Venice Offshore Yellowfin Tuna fishing continues to be world class. Not only does the size of these Yellow Fin Tuna make me say world class, but the distance to these fish is less than 30 miles from Venice Marina. Combined with the very cool visual way we target these fish makes the experience a lasting impression.

Saturday night I spent most of the night swapping from 30TW’s to 50 and 80 wides. I sharpened all the saws and went to bed dreaming about the morning to come. I knew if we only saw ½ what we had seen the day before it was going to be awesome.

We departed Venice Marina and I slammed the Yammies all the way, she roared up to 5700rpm and we were cruising down the pass with a light glow of morning sun at 58mph. as we broke out into the gulf it was slick calm, I never stood up or touched the throttles, we rocked to the same area and we were fishing with the sun just breaking above the horizon.

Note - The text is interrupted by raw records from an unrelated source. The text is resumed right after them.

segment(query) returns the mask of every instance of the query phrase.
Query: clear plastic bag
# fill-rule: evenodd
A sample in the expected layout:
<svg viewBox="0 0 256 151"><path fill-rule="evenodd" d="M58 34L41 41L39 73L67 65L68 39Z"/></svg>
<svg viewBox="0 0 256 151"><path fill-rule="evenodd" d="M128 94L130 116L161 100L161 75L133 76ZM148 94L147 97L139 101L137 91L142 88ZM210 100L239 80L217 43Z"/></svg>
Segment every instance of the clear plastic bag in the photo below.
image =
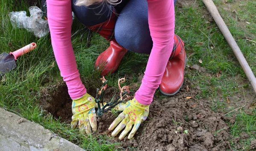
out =
<svg viewBox="0 0 256 151"><path fill-rule="evenodd" d="M12 11L9 15L11 22L14 27L25 28L33 32L35 36L41 38L49 32L47 20L42 19L43 12L37 6L29 8L30 17L26 16L25 11Z"/></svg>

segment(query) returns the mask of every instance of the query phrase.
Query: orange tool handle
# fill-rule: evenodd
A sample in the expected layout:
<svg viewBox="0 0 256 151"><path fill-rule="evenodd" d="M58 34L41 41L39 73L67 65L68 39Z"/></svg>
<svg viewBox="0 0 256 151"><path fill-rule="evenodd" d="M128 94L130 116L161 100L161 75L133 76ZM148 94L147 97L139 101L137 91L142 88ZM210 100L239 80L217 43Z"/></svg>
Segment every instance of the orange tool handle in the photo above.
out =
<svg viewBox="0 0 256 151"><path fill-rule="evenodd" d="M22 48L21 48L13 52L10 52L9 54L12 54L14 56L14 59L16 60L17 58L22 55L23 54L28 53L31 50L33 50L36 48L36 44L35 42L27 45L26 46Z"/></svg>

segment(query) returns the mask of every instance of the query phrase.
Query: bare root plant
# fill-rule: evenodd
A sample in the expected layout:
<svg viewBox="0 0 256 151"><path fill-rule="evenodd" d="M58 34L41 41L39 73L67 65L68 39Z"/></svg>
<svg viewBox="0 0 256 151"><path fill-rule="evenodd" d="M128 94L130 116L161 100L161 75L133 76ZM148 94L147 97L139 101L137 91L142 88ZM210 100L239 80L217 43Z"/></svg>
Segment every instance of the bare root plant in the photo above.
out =
<svg viewBox="0 0 256 151"><path fill-rule="evenodd" d="M98 105L97 115L98 117L102 116L104 113L107 111L115 108L119 103L130 99L131 98L131 96L127 95L127 93L130 93L129 86L125 86L121 87L121 84L124 83L125 80L125 78L122 78L118 80L118 87L120 91L119 96L115 99L114 97L116 95L115 95L110 102L105 103L103 98L105 90L108 86L108 81L106 80L104 76L100 79L102 81L103 84L100 89L97 89L95 97L95 102Z"/></svg>

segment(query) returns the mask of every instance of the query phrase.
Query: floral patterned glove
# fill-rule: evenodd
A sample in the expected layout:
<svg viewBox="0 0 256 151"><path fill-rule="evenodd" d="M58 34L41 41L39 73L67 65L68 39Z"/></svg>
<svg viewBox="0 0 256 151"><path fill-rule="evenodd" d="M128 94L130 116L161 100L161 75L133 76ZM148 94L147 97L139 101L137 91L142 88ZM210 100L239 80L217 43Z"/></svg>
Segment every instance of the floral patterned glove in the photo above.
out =
<svg viewBox="0 0 256 151"><path fill-rule="evenodd" d="M108 128L109 131L112 131L119 124L112 133L111 135L115 136L126 126L125 129L119 136L120 140L123 140L132 128L128 136L128 139L131 139L139 129L140 123L147 119L149 111L149 105L142 104L135 98L127 102L125 105L126 107L124 111L116 118Z"/></svg>
<svg viewBox="0 0 256 151"><path fill-rule="evenodd" d="M95 106L97 104L94 98L85 94L82 97L73 100L72 103L72 121L71 127L74 129L78 123L78 128L82 134L89 134L97 131L96 115Z"/></svg>

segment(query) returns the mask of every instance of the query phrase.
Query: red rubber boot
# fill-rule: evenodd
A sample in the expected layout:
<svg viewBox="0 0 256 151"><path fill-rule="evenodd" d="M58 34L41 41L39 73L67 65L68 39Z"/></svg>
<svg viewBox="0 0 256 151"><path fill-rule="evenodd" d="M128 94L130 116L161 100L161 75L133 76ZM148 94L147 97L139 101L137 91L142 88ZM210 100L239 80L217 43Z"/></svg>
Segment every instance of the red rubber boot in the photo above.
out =
<svg viewBox="0 0 256 151"><path fill-rule="evenodd" d="M183 84L186 62L184 42L175 34L174 46L160 84L160 92L171 96L179 92Z"/></svg>
<svg viewBox="0 0 256 151"><path fill-rule="evenodd" d="M114 72L119 66L127 49L121 46L116 40L110 42L110 46L97 58L95 68L104 76Z"/></svg>
<svg viewBox="0 0 256 151"><path fill-rule="evenodd" d="M119 45L115 39L114 29L116 21L115 13L112 13L109 20L98 25L87 27L110 41L110 46L99 56L95 62L95 68L101 71L102 76L114 72L128 51Z"/></svg>

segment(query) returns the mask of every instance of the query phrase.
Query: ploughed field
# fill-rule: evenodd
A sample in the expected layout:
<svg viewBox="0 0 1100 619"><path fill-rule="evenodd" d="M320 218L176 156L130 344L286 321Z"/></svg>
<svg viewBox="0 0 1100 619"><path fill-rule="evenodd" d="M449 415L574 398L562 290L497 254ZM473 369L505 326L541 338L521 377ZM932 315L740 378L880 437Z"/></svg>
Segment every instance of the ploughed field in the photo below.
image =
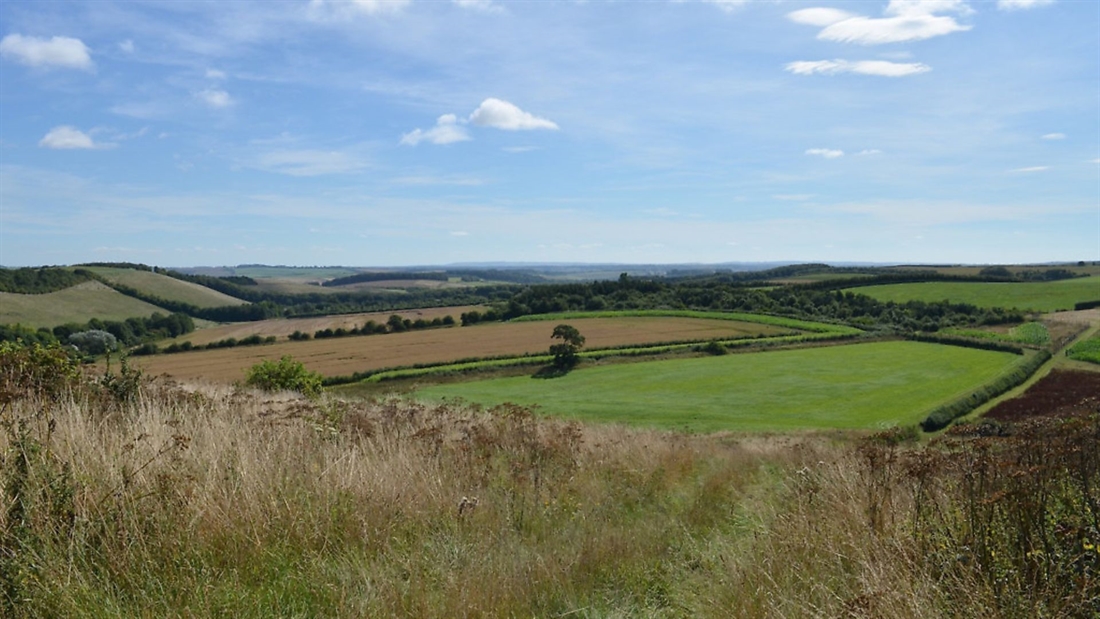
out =
<svg viewBox="0 0 1100 619"><path fill-rule="evenodd" d="M1076 417L1100 411L1100 372L1055 369L1024 394L1004 400L983 417L1024 421L1035 417Z"/></svg>
<svg viewBox="0 0 1100 619"><path fill-rule="evenodd" d="M1022 310L1071 310L1081 301L1100 300L1100 277L1079 277L1058 281L924 281L848 288L880 301L936 302L948 300L983 308L1002 307Z"/></svg>
<svg viewBox="0 0 1100 619"><path fill-rule="evenodd" d="M276 338L285 339L295 331L309 333L310 335L322 329L346 329L350 331L353 328L366 324L370 320L373 320L378 324L384 324L393 314L397 314L409 320L424 319L429 321L436 318L450 316L458 321L459 317L463 313L481 309L484 308L481 306L462 306L453 308L373 311L363 313L317 316L310 318L276 318L272 320L257 320L255 322L234 322L232 324L220 324L209 329L201 329L193 333L186 333L174 340L163 342L162 347L174 342L190 342L196 346L201 346L209 344L210 342L227 340L229 338L243 340L249 335L263 335L265 338L268 335L275 335Z"/></svg>
<svg viewBox="0 0 1100 619"><path fill-rule="evenodd" d="M515 402L572 419L689 431L880 428L1009 371L1008 353L919 342L586 365L565 376L491 378L421 388L417 397Z"/></svg>
<svg viewBox="0 0 1100 619"><path fill-rule="evenodd" d="M669 317L587 318L570 320L585 338L585 349L657 342L688 342L782 335L792 330L733 320ZM148 373L177 378L234 382L265 358L292 355L324 376L463 358L544 354L554 322L503 322L380 335L353 335L306 342L279 342L168 355L134 357Z"/></svg>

First boat was the mother load, it was one stop shopping. As we pulled into position we threw some cut chum right onto the port side of the shrimping vessel and hollered “There they are", someone get a hook into the water. We had 2 anglers ready, belts had been properly fitted, instructions given on what a bite feels like and what to do when the fish takes off. This time, this morning we were ready!! Sure nuf here they come cruising through the slick, they were large and in charge.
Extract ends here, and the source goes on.